The Hazards of Do-it-Yourself Estate Planning
Many websites offer customized, do-it-yourself wills and other estate planning documents. Although such products are convenient, using them could create serious and expensive legal problems for heirs.
These digital services appear to offer a cost-effective and easy alternative to visiting an estate planning or elder law attorney. But is online estate planning worth the convenience and initial savings? While online services might work fine if you have little or no property, small savings or investments, and a traditional family tree, anyone whose needs are not simple should not try to create an estate plan without the help of an attorney.
And you'll likely need a lawyer to definitively determine whether or not your needs are indeed simple. Do you have an estate that is taxable under state or federal law? Do you own significant amounts of tax-deferred retirement plans? Do you know how to fund a revocable trust? Is there anything about your estate that is unusual, such as having children from a previous marriage or a disabled child? If you have any questions about your estate plan, you need to see a professional.
The following are some examples of what can happen if you try to create an estate plan without the help of an attorney:
Using an online generic will, a Florida woman listed several possessions and bank accounts that she intended to go to her brother. After writing the will, the woman inherited additional money and property. However, the woman did not have a "residuary clause" in the original will to say where additional assets should go, and she never revised the will to account for this new property. After she died, her brother argued he should be entitled to her entire estate, but her nieces argued the estate should pass intestate (under the laws of her state as if she had died without a will). The court ruled that because the will had no residuary clause or general bequests that could include the inherited property, the after-acquired property would pass under Florida’s laws of intestacy. This meant the brother was not the sole beneficiary. Aldrich v. Basile (Fla., No. SC11-2147, March 27, 2014)
A Massachusetts man used a pre-packaged will form to leave his home to his wife and his four grown children, the product of an earlier marriage. The problem was that the will didn't give the wife the option to remain in the house for the rest of her life. A court case ensued because the children, who possessed the majority interest in the property, could have legally forced the wife to move.

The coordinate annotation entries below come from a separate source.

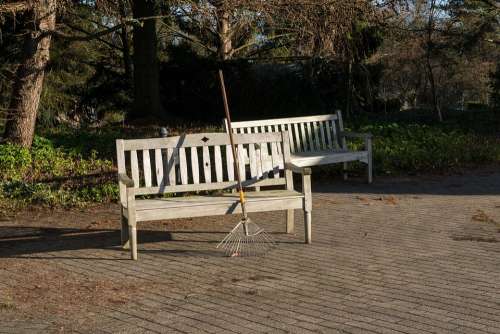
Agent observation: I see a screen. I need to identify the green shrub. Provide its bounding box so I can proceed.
[0,144,31,181]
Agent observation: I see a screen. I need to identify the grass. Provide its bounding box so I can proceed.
[0,112,500,206]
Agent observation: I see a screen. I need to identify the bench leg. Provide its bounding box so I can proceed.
[128,225,137,261]
[304,211,312,244]
[286,209,295,234]
[121,209,130,249]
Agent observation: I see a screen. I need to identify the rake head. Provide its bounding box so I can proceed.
[217,218,276,257]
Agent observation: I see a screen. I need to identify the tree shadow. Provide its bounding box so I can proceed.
[313,171,500,196]
[0,226,296,261]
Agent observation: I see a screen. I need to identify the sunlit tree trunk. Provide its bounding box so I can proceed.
[128,0,160,120]
[4,0,56,147]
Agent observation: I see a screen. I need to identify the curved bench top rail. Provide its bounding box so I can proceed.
[228,114,338,129]
[117,133,282,151]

A Pennsylvania man wanted his estate to go to only two of his five children. He wrote his own will, giving his pickup truck to his daughter and his summer house to his son. He also wrote in the will that he was intentionally leaving out his other three children. The problem was that the man did not specify what to do with the remainder of his estate. He died leaving an estate of $217,000. While he probably intended for that money to go to the two children he didn’t disinherit, because the will had no residuary clause, the remainder of the man’s estate passed under the state law that specifies who inherits when there is no will. This meant the estate was divided between all five children. (In Re: Estate of George Zeevering, No. 316-2012, Nov. 7, 2012)
The company LegalZoom, one of the most prominent sellers of do-it-yourself wills and other estate planning documents, settled a class action lawsuit brought an unhappy customer in California. A niece helped her uncle prepare a will and trust using LegalZoom. The niece believed that the documents they created would be legally binding and that if they encountered any problems, the company's customer service department would resolve them. The niece could not transfer any of her uncle's assets into the trust because the financial institutions that held his money refused to accept the LegalZoom documents as valid. She had to hire an estate planning attorney to fix the problems, and the attorney also discovered that the will LegalZoom created had not been properly witnessed. All this cost the uncle’s estate thousands of dollars. (Webster v. LegalZoom Inc., No. BC438637, Oct. 1, 2014)
The irony is that using a boilerplate will form in these cases not only frustrated the decedents’ testamentary intent, but ultimately cost their estates far more than a simple consultation with an estate planning or elder law attorney would have.